Difference-in-differences can help here if you have policy variation. For instance, if your institution ran a pilot program that approved a random subset of borderline applicants, you can estimate:

import pandas as pd
import numpy as np

# Assume df has columns: pilot (bool), approved (bool), defaulted (bool)
# pilot == True means the applicant was in the random approval pilot

pilot_approved = df[(df['pilot'] == True) & (df['approved'] == True)]['defaulted'].mean()
control_approved = df[(df['pilot'] == False) & (df['approved'] == True)]['defaulted'].mean()

# The naive comparison is biased — control group approved via selection model
# DiD removes the selection bias if pilot assignment was truly random

# More carefully:
pilot_group = df[df['pilot'] == True]['defaulted'].mean()
control_group = df[df['pilot'] == False]['defaulted'].mean()

# This is the actual causal effect of approval on default rate
did_estimate = pilot_group - control_group
print(f"Causal effect of approval on default rate: {did_estimate:.3f}")

This is only valid under the parallel trends assumption and proper randomization, but the point is that this kind of analysis tells you something a predictive model can't: what the policy does, not just what it predicts.

Fairness is a causal question

I want to say this plainly because I see it get glossed over: fairness in credit models is not a matter of removing demographic variables from your feature set.

If the causal structure includes a path from race or gender to default that runs through structural inequity (lower access to credit history, discrimination in employment, etc.), then your model is going to pick up that relationship through proxies — zip code, credit utilization patterns, employment tenure — regardless of whether you included race explicitly.

Equalized odds and demographic parity are useful measures, but they're metrics on your model's output, not fixes for the underlying structural problem. You can satisfy equalized odds and still be making decisions that replicate the effects of discrimination via features correlated with protected attributes.

What actually helps:

Drawing out the causal graph for your features and understanding which paths you want to block
Orthogonalization: regressing out protected attribute variation from proxy features before training (double ML approach)
Testing calibration across groups, not just aggregate calibration

from sklearn.calibration import calibration_curve
import matplotlib.pyplot as plt

groups = df['protected_group'].unique()
fig, ax = plt.subplots()

for group in groups:
    subset = df[df['protected_group'] == group]
    fraction_pos, mean_pred = calibration_curve(
        subset['defaulted'], 
        subset['predicted_prob'], 
        n_bins=10
    )
    ax.plot(mean_pred, fraction_pos, label=f'Group: {group}')

ax.plot([0, 1], [0, 1], 'k--', label='Perfect calibration')
ax.legend()
ax.set_xlabel('Mean predicted probability')
ax.set_ylabel('Fraction positive')
ax.set_title('Calibration by group')
plt.tight_layout()
plt.show()

A model that's miscalibrated for one group — even if aggregate calibration looks fine — is making systematically wrong decisions for that group.

What I'd actually recommend

This is not "you must learn do-calculus before you're allowed to build models." That's not realistic or helpful.
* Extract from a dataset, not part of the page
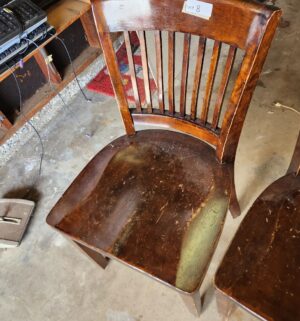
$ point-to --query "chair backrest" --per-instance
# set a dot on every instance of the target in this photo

But a few concrete things make a material difference:

Sketch the causal graph for your most important features. Even informally. Ask: is this a cause, a proxy, or a consequence of the thing I'm trying to predict?
Check whether your training data is censored and in which direction. If prior decisions affect who appears in your training set, your model is not learning from a representative sample.
Separate your prediction task from your policy decision. The model gives you a probability. The policy is what you do with it. Causal thinking belongs in the policy layer.
Calibrate across subgroups, always. Aggregate calibration is necessary but not sufficient.

Prediction is a tool. It's a useful one. But in high-stakes decisions — credit, healthcare, hiring — prediction without causal reasoning is how you build systems that perform well on metrics and cause harm in the world.

Enfin. That's the argument I make internally at least twice a month, so I figured I'd write it down properly.